At one time, I practiced bodybuilding. I enjoyed it to no ends—I still do when it's good. I enjoyed the love, perhaps even the art, of "chasing the pump." At the time, I would have even called myself a bodybuilder. But then, it happened. I discovered lifting, real lifting, and I realized what I had been all along, and just never truly knew it. I was a lifter. I am a lifter.
Last month, I was writing about some of the health issues that have kept me away from lifting for far too long. After I wrote a couple of entries, it got even worse: I had to have my gallbladder removed a couple of days after the last entry here. Finally, two days ago, I was able to resume normal training. It didn't even take a single set—hell it didn't even take a single rep of a single set. I gripped the bar, felt the knurl upon callouses that are still there—diminished but there—and in that single instant the lifter in me returned. Not that it had every really truly gone anywhere. Possibly it had laid dormant, but never truly gone. For, when it lives in your soul, it can never be extinguished. You can avoid it, you can pretend it's not there, or that somehow it never truly existed in the first place, but the soul of a man never lies.

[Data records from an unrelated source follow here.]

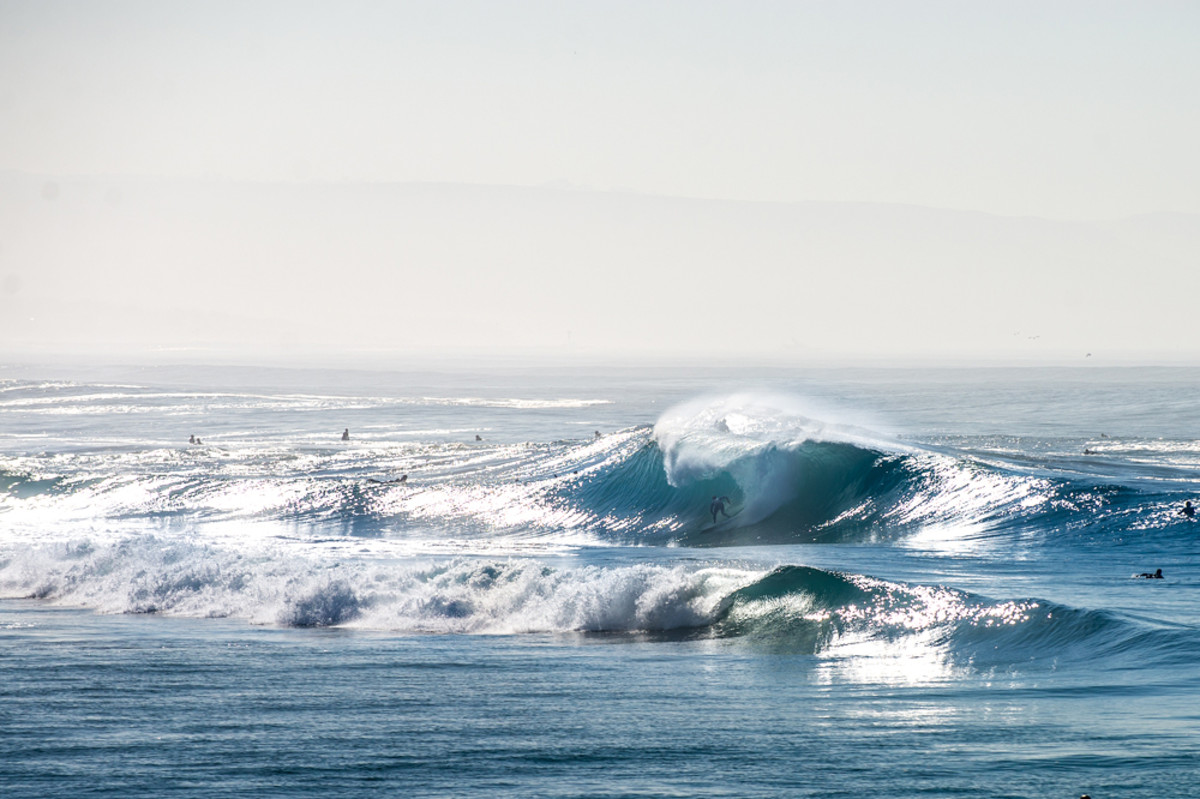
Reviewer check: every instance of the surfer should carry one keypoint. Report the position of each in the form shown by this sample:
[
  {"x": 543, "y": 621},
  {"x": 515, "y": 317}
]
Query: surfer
[{"x": 718, "y": 506}]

A few weeks ago, I was giving a presentation at a conference that in some ways consisted of the role of Eastern Orthodox spirituality within the larger Christian spiritual framework. After my talk, a participant asked me when I "converted" to the Orthodox faith. I don't know if she really understood my answer, but I told her that I didn't convert to the Orthodox Church. I walked into a Temple one Sunday morning for the Divine Liturgy—inhaled the thick incense, witnessed the gold and blue of the ever-present iconography, listened to the Russian chants from a language I had never heard, yet, somehow, had never not known—and knew that I was Orthodox. That moment only made me aware of what my soul had always yearned and hungered for—its home.
When I lace on my belt, when I chalk my hand for a big pull, when I squeeze my shoulders into the bench for a heavy set of max bench presses, it is the same thing. My soul knows its home. I have the soul of a lifter because I was never not one.